My favourite piece of music ever is Benjamin Britten’s song “O Soft Embalmer of the Still Midnight.” I think it represents the highest achievement of human art. So that can go in to show how we express ourselves at the rarefied peaks. I would then balance that in art with a Grayson Perry pot showing life on the British council estates; it will show that we’re capable of having crazy fun! I’m a big fan of mathematical formulae, even if I don’t understand them all. My favourite is Euler’s identity. That should definitely be included in Voyager, just to show that we can build amazing things that aren’t actually real objects. It’s a work of astonishing beauty.
If words were seeds what would the plants look like?
Watch out for the Venus word-trap plant. It catches and devours passing remarks.
A means of reaching out to people. I’m a very private person, prone to periods of isolation. So writing is a way of saying that I’m here, I’m alive, and that hopefully I have something to value to offer. In psychological terms it stems from a very lonely and troubled adolescence; that’s when I first started inventing fantasy worlds for myself.

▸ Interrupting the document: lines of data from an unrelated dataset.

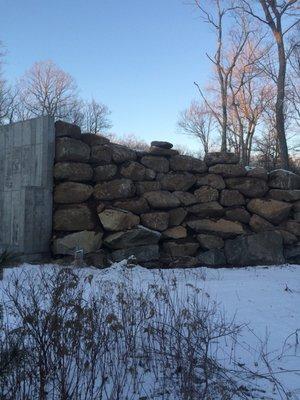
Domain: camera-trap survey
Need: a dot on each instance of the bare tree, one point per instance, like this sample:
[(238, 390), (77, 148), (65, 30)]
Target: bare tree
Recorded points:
[(45, 89), (197, 121), (281, 17), (214, 15), (95, 117)]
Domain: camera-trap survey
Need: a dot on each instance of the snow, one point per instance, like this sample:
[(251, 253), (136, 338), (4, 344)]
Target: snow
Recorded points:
[(265, 299)]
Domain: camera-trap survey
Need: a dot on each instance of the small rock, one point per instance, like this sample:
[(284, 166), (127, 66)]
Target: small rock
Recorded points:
[(221, 158), (209, 242), (72, 192), (68, 149), (177, 232), (213, 180), (115, 189), (206, 194), (161, 199), (105, 172), (162, 145), (72, 171), (228, 170), (158, 221), (281, 179), (158, 164), (230, 198), (118, 220)]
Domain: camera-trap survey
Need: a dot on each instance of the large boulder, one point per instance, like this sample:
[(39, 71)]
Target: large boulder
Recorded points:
[(63, 129), (133, 170), (158, 221), (72, 171), (77, 217), (143, 187), (101, 154), (230, 198), (138, 236), (222, 227), (258, 249), (259, 224), (221, 158), (209, 242), (206, 194), (118, 220), (105, 172), (284, 195), (212, 258), (121, 154), (281, 179), (187, 164), (213, 180), (176, 181), (272, 210), (161, 199), (257, 172), (141, 253), (185, 198), (158, 164), (72, 192), (177, 232), (115, 189), (176, 216), (138, 205), (68, 149), (204, 210), (238, 214), (88, 241), (250, 187), (228, 170), (180, 249)]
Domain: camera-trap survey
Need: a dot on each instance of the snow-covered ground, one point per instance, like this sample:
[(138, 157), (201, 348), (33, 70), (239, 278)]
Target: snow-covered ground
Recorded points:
[(265, 299)]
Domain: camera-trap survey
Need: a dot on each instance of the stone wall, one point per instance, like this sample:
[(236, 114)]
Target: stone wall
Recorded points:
[(168, 209), (26, 184)]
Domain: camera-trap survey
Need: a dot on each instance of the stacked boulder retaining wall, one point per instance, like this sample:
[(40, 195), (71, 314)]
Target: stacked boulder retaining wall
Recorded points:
[(166, 209)]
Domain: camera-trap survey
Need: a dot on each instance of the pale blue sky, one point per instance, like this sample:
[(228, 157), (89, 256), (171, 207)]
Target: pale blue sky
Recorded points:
[(140, 57)]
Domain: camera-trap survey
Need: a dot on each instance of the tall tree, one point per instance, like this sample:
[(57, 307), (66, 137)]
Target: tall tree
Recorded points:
[(45, 89), (280, 17)]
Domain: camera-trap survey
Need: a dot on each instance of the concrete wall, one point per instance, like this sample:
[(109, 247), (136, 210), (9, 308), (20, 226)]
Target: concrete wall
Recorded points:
[(26, 165)]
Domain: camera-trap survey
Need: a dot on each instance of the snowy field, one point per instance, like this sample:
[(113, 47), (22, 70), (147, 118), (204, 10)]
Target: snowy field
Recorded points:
[(265, 300)]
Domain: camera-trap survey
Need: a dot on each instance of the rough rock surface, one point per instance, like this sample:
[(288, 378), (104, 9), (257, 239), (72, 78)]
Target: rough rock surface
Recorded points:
[(68, 149), (73, 171), (250, 187), (115, 189), (213, 180), (72, 192), (231, 198), (281, 179), (272, 210), (88, 241), (222, 227), (138, 236), (105, 172), (158, 221), (158, 164), (206, 194), (77, 217), (118, 220), (161, 199), (257, 249)]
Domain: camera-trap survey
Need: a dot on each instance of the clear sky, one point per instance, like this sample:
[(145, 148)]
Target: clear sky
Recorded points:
[(140, 57)]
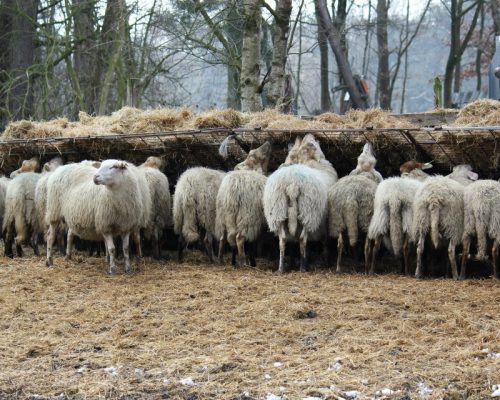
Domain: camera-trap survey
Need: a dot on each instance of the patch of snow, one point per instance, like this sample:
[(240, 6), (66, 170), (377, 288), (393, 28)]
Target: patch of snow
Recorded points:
[(111, 370), (187, 381), (271, 396), (424, 390)]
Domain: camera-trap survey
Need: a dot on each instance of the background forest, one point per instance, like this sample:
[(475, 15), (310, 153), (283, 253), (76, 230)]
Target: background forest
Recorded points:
[(58, 57)]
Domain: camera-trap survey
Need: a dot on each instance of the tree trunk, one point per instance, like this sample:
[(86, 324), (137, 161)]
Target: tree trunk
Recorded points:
[(326, 103), (250, 57), (457, 47), (276, 89), (383, 76), (495, 11), (19, 32), (83, 12), (334, 38)]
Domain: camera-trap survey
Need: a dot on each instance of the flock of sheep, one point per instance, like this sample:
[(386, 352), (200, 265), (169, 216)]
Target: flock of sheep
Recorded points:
[(302, 201)]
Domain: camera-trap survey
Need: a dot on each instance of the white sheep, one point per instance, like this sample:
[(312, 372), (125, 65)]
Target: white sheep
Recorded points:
[(482, 220), (295, 199), (350, 203), (161, 215), (98, 204), (439, 210), (194, 206), (239, 210), (20, 212)]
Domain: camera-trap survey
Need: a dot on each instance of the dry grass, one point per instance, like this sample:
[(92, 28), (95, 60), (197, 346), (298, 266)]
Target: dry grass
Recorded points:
[(74, 330), (484, 112)]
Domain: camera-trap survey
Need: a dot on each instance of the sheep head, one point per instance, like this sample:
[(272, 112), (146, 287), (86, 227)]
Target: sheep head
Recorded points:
[(257, 159), (310, 149), (111, 173), (367, 160), (153, 162)]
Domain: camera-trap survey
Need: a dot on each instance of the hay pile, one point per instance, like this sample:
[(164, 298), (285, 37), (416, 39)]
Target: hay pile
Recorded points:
[(195, 331), (483, 112), (132, 120)]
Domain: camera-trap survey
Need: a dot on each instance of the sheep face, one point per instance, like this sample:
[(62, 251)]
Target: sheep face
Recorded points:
[(257, 159), (153, 162), (310, 150), (366, 160), (111, 173), (52, 164)]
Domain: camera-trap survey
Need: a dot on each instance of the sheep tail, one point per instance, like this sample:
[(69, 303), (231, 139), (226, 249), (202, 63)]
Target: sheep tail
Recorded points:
[(395, 226), (434, 214), (292, 192)]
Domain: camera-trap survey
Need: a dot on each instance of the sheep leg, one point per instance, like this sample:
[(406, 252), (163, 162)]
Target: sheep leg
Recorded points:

You’re very open about your writing techniques both online and in Cobralingus. How do you surprise yourself and keep it rewarding and fresh?
I can swing between opposites quite easily. And my friends tell me I’m filled with contradictions. I’ve never found it difficult to hold two opposing views at the same time. In fact, I always get nervous around people who have very fixed belief systems, whether political or religious. So I can suddenly decide to do a very different kind of story than the one I’m currently working on. I guess I flit around from project to project. Finally I’ll settle on one thing, and then I’ll really commit to that one, to the detriment of everything else. Just putting words on the screen or on paper is reward enough; to feel a story unfold and to give live to it. That’s still very exciting for me.
With such an array of writing tools and thought triggers do you ever suffer from writers block? If so how do you break it?
No, I never suffer from writer’s block. In fact, the opposite: I usually can’t stop writing, and I have to learn to sort the wheat from the chaff. I do find it easy to make words flow. Of course, not all of them are good! But the flowing part has never been a problem for me. I type so quickly and so badly that I always have to change many, many, many errors.
And finally the classic: if you could be an animal what animal would that be?
A cat. Just an average domestic moggy lying in the sun, waiting for the next meal to be served.
Editor's Note - this interview was first conducted in 2014 and is published here for the first time with the kind permission of both authors. Dates have been edited to reflect the timeslip.